I used gradle build command in Centos 7 terminal and I got output:
FAILURE: Build failed with an exception.
* What went wrong:
Could not create service of type InitScriptHandler using BuildScopeServices.createInitScriptHandler().
* Try:
Run with --stacktrace option to get the stack trace. Run with --info or --debug option to get more log output.
Try setting your GRADLE_USER_HOME
variable to a folder where you have valid access. Then this error will go away.

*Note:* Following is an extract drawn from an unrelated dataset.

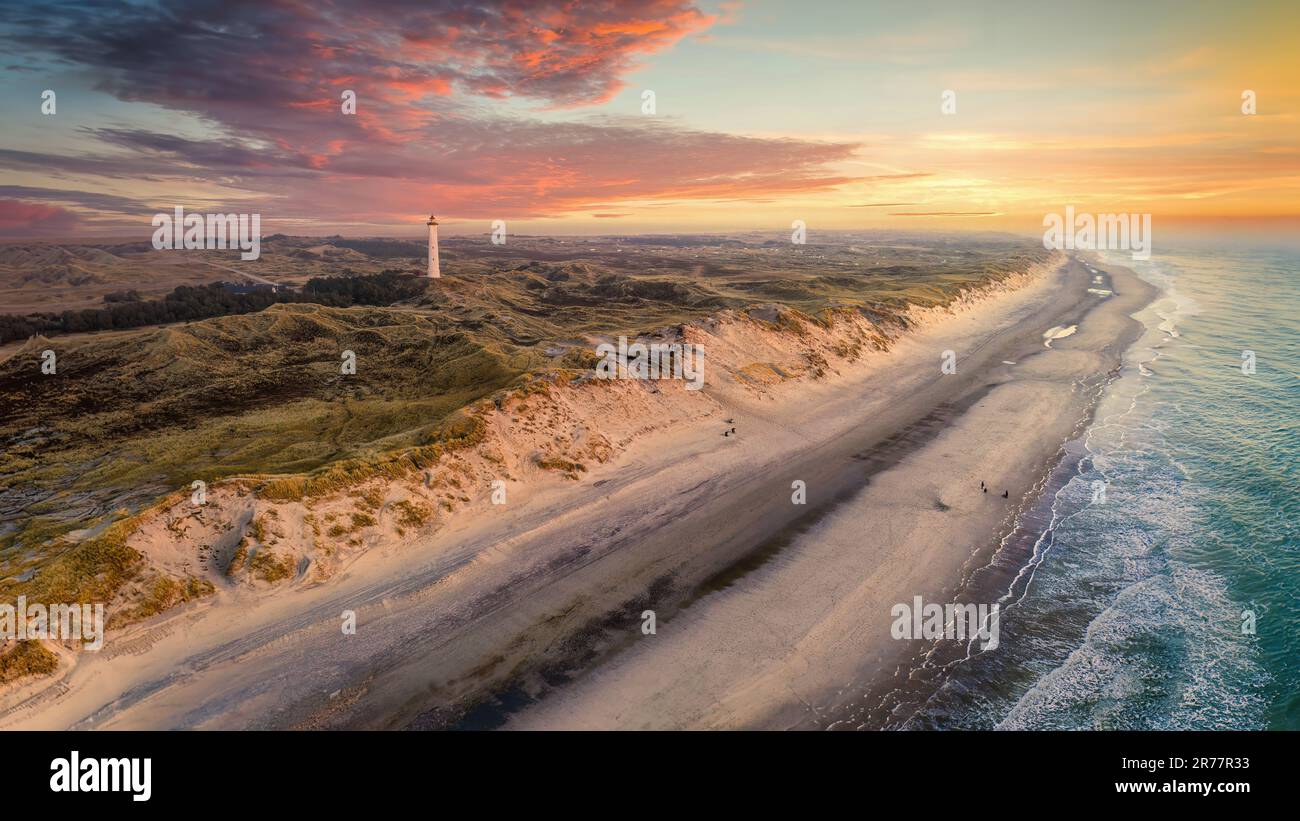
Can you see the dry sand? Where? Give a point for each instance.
(787, 642)
(765, 607)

For ex: I faced the same issue today while I was running gradle clean
command on a new slave machine.
My Gradle version was 2.3.
With --stacktrace, I came to know it was trying to create .gradle
folder for storing Gradle's cache data (while I invoked Gradle to run clean task on the slave) and it was trying to create that folder under /some/location/where/gradle/exists OR some /path/location/xxx/yyy where the user which was running Gradle on the slave machine didn't have valid access to write (create folder/files).

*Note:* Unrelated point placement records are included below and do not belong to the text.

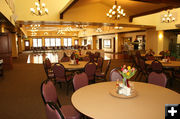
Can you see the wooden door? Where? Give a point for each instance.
(100, 43)
(27, 45)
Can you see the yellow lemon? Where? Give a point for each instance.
(129, 67)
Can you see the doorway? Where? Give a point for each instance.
(100, 43)
(27, 45)
(114, 45)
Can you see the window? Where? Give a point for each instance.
(76, 42)
(67, 41)
(47, 42)
(37, 42)
(52, 42)
(58, 42)
(107, 43)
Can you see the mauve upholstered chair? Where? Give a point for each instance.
(156, 66)
(90, 69)
(102, 75)
(100, 61)
(65, 59)
(60, 75)
(80, 80)
(48, 71)
(53, 111)
(48, 93)
(114, 75)
(159, 79)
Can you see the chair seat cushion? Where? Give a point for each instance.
(51, 75)
(100, 74)
(177, 75)
(63, 79)
(69, 112)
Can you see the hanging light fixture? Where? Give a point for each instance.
(168, 18)
(39, 9)
(116, 12)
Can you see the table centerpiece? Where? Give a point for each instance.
(125, 88)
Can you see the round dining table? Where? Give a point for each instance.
(96, 101)
(73, 67)
(166, 64)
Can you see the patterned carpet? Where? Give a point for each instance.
(20, 90)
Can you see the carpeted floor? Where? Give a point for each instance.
(20, 90)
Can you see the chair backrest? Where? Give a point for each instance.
(114, 75)
(86, 58)
(149, 57)
(156, 66)
(80, 80)
(159, 79)
(142, 64)
(90, 69)
(47, 62)
(53, 111)
(65, 59)
(48, 92)
(100, 63)
(59, 72)
(108, 66)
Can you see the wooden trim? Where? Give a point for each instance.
(62, 13)
(169, 2)
(149, 12)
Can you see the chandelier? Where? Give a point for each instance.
(168, 18)
(116, 12)
(39, 9)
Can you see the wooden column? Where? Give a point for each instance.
(94, 38)
(19, 44)
(14, 45)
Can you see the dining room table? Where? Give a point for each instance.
(74, 67)
(166, 64)
(96, 101)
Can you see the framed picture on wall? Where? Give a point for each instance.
(107, 43)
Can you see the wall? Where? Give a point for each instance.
(107, 37)
(6, 11)
(155, 20)
(43, 39)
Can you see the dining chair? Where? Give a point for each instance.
(90, 69)
(143, 69)
(102, 75)
(156, 66)
(100, 62)
(80, 80)
(115, 74)
(48, 69)
(86, 58)
(65, 59)
(48, 93)
(159, 79)
(61, 77)
(53, 111)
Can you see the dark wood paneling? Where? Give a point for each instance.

i.e. the user which I used to connect from Jenkins machine to the slave didn't have write access to touch
/mkdir
anything in the default location (where Gradle thought, OK I should create .gradle folder here).

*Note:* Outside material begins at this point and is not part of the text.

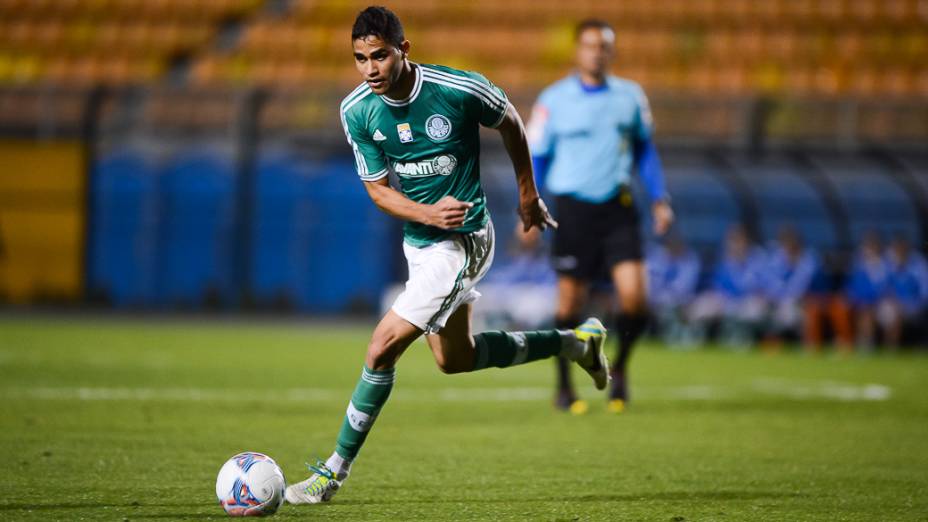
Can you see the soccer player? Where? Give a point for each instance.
(422, 122)
(586, 133)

To fix it, I added the above GRADLE_USER_HOME
variable in the slave's ENVIRONMENT Variable section. Now, as I have valid access in my home directory, I was OK.
Setting:
GRADLE_USER_HOME=~/gradle_2_3_cache/.gradle
resolved the issue.
You can set it to ~/.gradle as well. But I set it under a custom folder inside my ~
home directory (gradle_2_3_cache). This will help me in case I have another slave running on the same Slave machine but with different Gradle version for ex 2.5 etc version and if I want the .gradle
cache for 2.3 and 2.5/x version in separate folders.
For me, killing the Gradle daemon (gradle --stop
) really helped and fixed the issue.
The Problem solved by simply using "sudo" and giving access to gradle to create a folder and write cache. use:
sudo ./gradlew
I had the same problem.
For me it worked after I exclude the .gradle folder if you can not delete try to rename.
If you using wrapper gradlew, in root make directory .gradle_new
mkdir .gradle_new
chmod -R 777 .gradle_new
and run gradlew with arguments:
--project-cache-dir .gradle_new
If you have just updated your JDK version and you have set up a Gradle wrapper in your project, you may want to double-check the wrapper version supports your new JDK. If not, consider removing wrapper-related files from the project (gradlew
, gradlew.bat
and gradle/wrapper/*
) and re-generating them with the Gradle CLI, like so:
gradle wrapper --gradle-version <new-version-number>
e.g. gradle wrapper --gradle-version 4.10.2
This of course assumes your Gradle installation is up-to-date. If not, you will want to update that first.
You Just Have to Run it under the super user (sudo ....) it works for me
For future reference.
I had the same problem, the issue was that the antivirus was blocking OpenJdk platform binary and java.exe which prevented android studio from being able to modify the files
I ran into this exception when trying to build a project that was mounted as read-only filesystem in a VM. The project set its own gradle cache so changing GRADLE_USER_HOME
did not work. I had to change the filesystem to be read/write.
Restarting the machine solved the issue.
For me this was to do with Java versions. I have Java 10 installed and as the default Java on my system. Setting a JAVA_HOME pointing at Java 8 was sufficient for the project (graphql-spring-boot) to build.